# SQLiteGraph
[](https://crates.io/crates/sqlitegraph)
[](https://docs.rs/sqlitegraph)
**Embedded Graph Database with Native V2 Backend**
## What's New in v1.2.7
**Pub/Sub Event System** - In-process event notification for graph changes
- Four event types: `NodeChanged`, `EdgeChanged`, `KVChanged`, `SnapshotCommitted`
- ID-only design for decoupled event schemas
- Channel-based delivery with filtering by event type and entity IDs
- Native V2 backend only
**Full ACID Transactions** - Complete transaction correctness
- Atomicity with full rollback support
- Consistency validation at runtime
- Isolation via MVCC snapshots
- Durability with WAL recovery
**Developer Documentation** - Comprehensive guides for contributors
- [Architecture](docs/ARCHITECTURE.md) - System design and data flow
- [Testing Guide](docs/TESTING.md) - Test patterns and utilities
- [Debugging Guide](docs/DEBUGGING.md) - Profiling and troubleshooting
- [Contributing](docs/CONTRIBUTING.md) - Development workflow
**Test Coverage**: 380+ tests passing (59 pubsub + 42 WAL + 53 MVCC + 27 algorithms + 134 HNSW + 65 others)
---
SQLiteGraph is an embedded graph database in Rust featuring a dual backend architecture. It provides SQLite and Native V2 storage options with graph algorithms, HNSW vector search, and MVCC snapshots.

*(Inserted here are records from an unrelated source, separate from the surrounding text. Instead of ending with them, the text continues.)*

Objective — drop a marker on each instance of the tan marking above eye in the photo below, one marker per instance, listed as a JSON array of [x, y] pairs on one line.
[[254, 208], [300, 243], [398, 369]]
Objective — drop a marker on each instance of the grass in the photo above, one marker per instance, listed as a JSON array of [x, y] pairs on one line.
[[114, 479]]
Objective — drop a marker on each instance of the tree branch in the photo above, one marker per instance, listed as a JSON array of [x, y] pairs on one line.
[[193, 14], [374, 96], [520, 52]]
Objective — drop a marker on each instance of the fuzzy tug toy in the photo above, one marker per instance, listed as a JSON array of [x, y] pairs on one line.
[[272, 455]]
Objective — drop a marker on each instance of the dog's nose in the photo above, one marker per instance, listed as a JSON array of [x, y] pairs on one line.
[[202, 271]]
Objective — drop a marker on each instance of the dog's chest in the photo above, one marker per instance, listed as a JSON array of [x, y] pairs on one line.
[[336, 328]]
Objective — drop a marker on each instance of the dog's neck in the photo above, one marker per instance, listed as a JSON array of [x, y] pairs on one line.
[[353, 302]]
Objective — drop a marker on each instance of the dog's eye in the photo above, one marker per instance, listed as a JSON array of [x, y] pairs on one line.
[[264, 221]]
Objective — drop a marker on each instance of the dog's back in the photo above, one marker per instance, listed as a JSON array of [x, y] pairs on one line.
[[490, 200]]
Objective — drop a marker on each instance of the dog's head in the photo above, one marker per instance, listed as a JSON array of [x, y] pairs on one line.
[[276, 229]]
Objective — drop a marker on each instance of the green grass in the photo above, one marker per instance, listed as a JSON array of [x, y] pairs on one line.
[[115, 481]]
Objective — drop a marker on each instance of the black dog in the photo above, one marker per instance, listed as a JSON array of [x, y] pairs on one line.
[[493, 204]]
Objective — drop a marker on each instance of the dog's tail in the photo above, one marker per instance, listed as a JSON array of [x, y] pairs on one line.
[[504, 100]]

See [CHANGELOG.md](CHANGELOG.md) for version history.
SQLiteGraph provides two backend options:
- **SQLite Backend**: SQLite storage with ACID transactions
- **Native V2 Backend**: Clustered adjacency storage with WAL
## Features
### Native V2 Architecture
- **Clustered Adjacency Storage**: Stores edges in clusters for locality
- **Write-Ahead Logging (WAL)**: Transaction logging with crash recovery
- **Snapshot System**: Export/import with lifecycle management
- **Cross-Platform Atomic Operations**: Concurrent access across platforms
- **Storage Format**: Binary format with 70%+ size reduction vs legacy V1
- **Pub/Sub Events**: In-process event notification for graph changes (Native V2 only)

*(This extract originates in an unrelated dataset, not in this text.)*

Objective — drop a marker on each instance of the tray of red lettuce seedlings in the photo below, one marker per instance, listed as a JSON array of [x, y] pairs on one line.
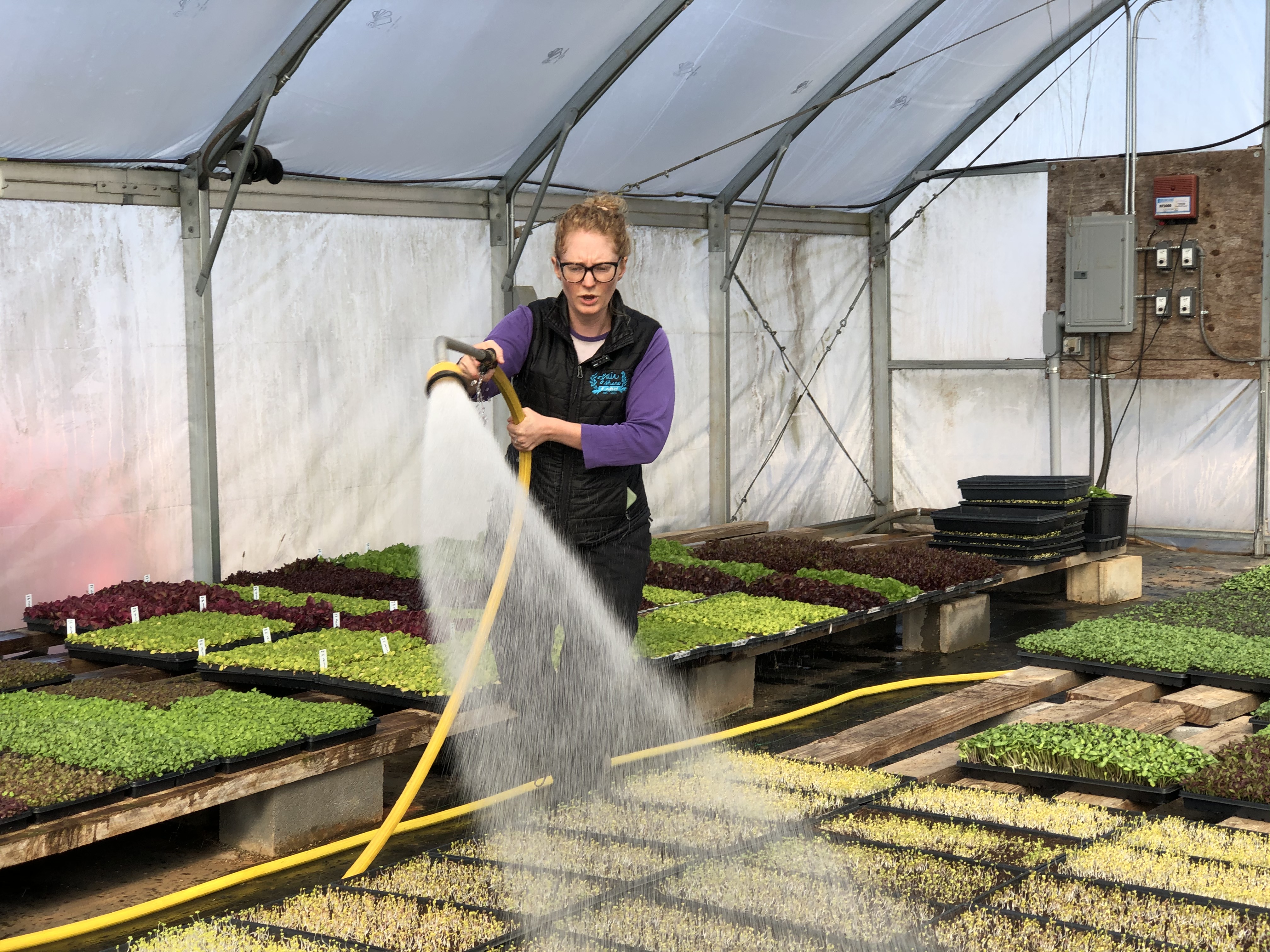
[[691, 578], [412, 622], [928, 569], [322, 575], [816, 592], [1240, 777]]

### Dual Backend Architecture
- **SQLite Backend**: Traditional SQLite with full ACID transactions
- **Native V2 Backend**: Clustered adjacency for traversal-heavy workloads
- **Unified API**: Single API works with both backends
- **Runtime Selection**: Switch backends via configuration
### Core Graph Operations
- **Entity/Node Management**: Insert, update, retrieve, delete
- **Edge Management**: Create and manage typed relationships
- **JSON Data Storage**: Arbitrary JSON metadata on entities and edges
- **Bulk Operations**: Batch insert for higher throughput
### Traversal & Querying
- **Neighbor Queries**: Get incoming/outgoing connections
- **Pattern Matching**: Graph pattern queries
- **Traversal Algorithms**: BFS, shortest path, connected components
### Graph Algorithms (Phase 8)
- **Label Propagation**: Fast community detection (O(|E|))
- **Louvain Method**: Modularity-based clustering (O(|E| log |V|))
### Performance & Reliability
- **MVCC Snapshots**: Read isolation with snapshot views
- **Parallel WAL Recovery**: 2-3x speedup for large WAL files (500+ transactions)
- **Automated Benchmarks**: Criterion-based regression detection
- **Safety Tools**: Orphan edge detection and integrity checks
### Vector Search (HNSW)
- **HNSW Algorithm**: Hierarchical Navigable Small World for ANN search
- **Supported Metrics**: Cosine, Euclidean, Dot Product, Manhattan
- **OpenAI Compatible**: Support for 1536-dimensional embeddings
- **Flexible Dimensions**: Any size from 1-4096
### Developer Tools (Phase 9)
- **Introspection API**: `GraphIntrospection` for statistics and debugging
- **Progress Tracking**: `ProgressCallback` with `ConsoleProgress`
- **CLI Debug Commands**: `debug-stats`, `debug-dump`, `debug-trace`
- **Algorithm CLI Commands**: `pagerank`, `betweenness`, `louvain` with progress bars
## Performance Benchmarks
**Benchmark Methodology:**
- Hardware: Linux x86_64 (kernel 6.18+)
- Sizes: 100-500 nodes (V2 backend has 8MB node region limit, ~2048 nodes max)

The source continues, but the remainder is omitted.